Jesse James as a Construct of Myth
Andrew Dominik's The Assassination of Jesse James by the Coward Robert Ford
The article focuses on the relation between the western and the Andrew Dominik's film, The Assassination of Jesse James by the Coward Robert Ford. It points out that the classical western techniques are being transformed into new story and narrative qualities. The fundamental interpretative key is constituted by the movement on the crime—myth—history axis and its realization in various planes of the film. It turns out that the film's narrator contributes to the reflective understanding, the reconstructive character of myth and the unique relationship between fiction and history.
Vít Gvoždiak
Arthur Penn's The Missouri Breaks
An essay deals with the works of an important New Hollywood director Arthur Penn, whose filmography (rich in various genres) contains three important revisionist westerns (Left-Handed Gun, Little Big Man, The Missouri Breaks).

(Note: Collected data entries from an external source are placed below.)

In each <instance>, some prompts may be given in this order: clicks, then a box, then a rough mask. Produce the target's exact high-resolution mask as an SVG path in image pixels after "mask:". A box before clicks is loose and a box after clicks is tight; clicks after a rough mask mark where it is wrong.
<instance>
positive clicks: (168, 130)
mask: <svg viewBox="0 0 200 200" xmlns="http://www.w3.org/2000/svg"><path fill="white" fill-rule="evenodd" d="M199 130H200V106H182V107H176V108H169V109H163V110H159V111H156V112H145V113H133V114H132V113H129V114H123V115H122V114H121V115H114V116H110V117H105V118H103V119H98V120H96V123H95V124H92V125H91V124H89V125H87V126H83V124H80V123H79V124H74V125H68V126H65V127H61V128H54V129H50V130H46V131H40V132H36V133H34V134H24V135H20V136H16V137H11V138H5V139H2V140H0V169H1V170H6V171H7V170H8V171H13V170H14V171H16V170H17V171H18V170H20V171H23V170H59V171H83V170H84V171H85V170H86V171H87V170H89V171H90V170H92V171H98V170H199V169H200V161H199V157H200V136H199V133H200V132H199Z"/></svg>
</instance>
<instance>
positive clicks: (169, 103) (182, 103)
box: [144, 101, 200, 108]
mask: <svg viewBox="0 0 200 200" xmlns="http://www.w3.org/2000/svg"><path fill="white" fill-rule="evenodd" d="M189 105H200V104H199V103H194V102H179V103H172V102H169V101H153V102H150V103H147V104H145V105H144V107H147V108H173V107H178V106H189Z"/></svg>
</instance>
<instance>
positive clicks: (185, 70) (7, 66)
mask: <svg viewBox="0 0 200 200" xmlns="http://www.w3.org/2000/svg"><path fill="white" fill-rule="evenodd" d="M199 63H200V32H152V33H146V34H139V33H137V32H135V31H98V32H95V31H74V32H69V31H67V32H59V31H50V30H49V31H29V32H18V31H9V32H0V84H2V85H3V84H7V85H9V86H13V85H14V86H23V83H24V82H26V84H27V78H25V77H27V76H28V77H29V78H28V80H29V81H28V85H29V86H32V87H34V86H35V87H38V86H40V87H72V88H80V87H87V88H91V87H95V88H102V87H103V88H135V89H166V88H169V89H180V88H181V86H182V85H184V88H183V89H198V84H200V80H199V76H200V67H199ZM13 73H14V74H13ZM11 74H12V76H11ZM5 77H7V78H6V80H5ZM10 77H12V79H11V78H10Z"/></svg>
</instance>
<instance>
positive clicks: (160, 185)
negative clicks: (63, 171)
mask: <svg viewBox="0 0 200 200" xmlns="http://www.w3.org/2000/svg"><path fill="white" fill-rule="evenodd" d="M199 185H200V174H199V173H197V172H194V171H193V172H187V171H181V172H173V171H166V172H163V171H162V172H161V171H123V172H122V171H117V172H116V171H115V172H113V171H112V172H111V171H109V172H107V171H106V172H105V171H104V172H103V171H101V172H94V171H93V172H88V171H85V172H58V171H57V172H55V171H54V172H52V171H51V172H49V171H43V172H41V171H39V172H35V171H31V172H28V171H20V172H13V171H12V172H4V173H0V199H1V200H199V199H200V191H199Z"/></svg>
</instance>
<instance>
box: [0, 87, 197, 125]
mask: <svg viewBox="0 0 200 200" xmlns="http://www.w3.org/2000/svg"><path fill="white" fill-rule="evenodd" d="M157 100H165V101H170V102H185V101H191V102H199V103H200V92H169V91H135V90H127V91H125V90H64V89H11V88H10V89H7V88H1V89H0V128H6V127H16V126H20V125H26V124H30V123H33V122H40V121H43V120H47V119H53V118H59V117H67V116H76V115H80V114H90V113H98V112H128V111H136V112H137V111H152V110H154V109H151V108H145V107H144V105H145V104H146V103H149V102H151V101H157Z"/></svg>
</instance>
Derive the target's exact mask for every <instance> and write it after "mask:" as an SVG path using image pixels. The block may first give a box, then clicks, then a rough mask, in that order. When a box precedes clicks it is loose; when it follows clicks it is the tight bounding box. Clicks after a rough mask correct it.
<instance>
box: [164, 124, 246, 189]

The essay points out several phases in the development of this western sub-genre (a psychological and more realistic phase, revision of the Indian problems, other genre variations, demythologization and a naturalism phase) and characterizes them by way of example of the three Penn’s westerns mentioned above. It takes notice of the latest Penn’s western called The Missouri Breaks and its place in progression of revisionist western.
Vít Peřina
A New American Western of Tom Gries
This study deals with three western movies by Tom Gries, which categorically rank to the new conception of the genre of the New Hollywood period. In the text we tried to disclose and clarify the thematic and stylistic inspiration of Gries’s films in the Italian spaghetti-western as well as in the revisionist forms of the western genre in the American cinema of 1960’s. Attention is paid also to the social and political background of the movies, which to a certain extent make use of the contemporary trends and tendencies for politicalization of the western genre and utilize the Mexican revolution as a background setting for the stories. Gries does not focus on rennovation of the history of the American West only. He notably transforms the genre itself and he experiments with the thematic aspects as well as the cinematic means of depiction. He pulls down accepted conventions and replaces them with new ideas and methods. Gries’s western movies present modern variations of the original classical forms as well as they introduce a new model of the genre by violating – in its realistic, yet stylized concept – the tradition in any sense.
Jan Švábenický
Politically Engaged Western of Ralph Nelson
The text deals with three politically engaged anti-westerns by Ralph Nelson, often underestimated and nowadays almost forgotten filmmaker, whose work ranks among the New Hollywood production. In his films, the director’s main concern is rennovation of the history of the American West and viewing the original inhabitants of the continent from a new perspective. The genre of western serves Nelson also as a means of metaphorical and critical comments on the contemprorary problems and foreign policy of his country. In scope of his extreme emphasis on correction of the history and some of its events, Nelson’s films are considered individual accusation of the present day America and its social and political system. Nelson’s deconstruction of the traditional western iconography, rhetoric, and style often finds inspiration in the Italian spaghetti-western. The director reflects the crucial topics of the contemporary American society, such as violence and rasism, interpreting his views by means of a western movie. The cruel genocide of the Indian population shows the brutality and cynism of the nowadays world.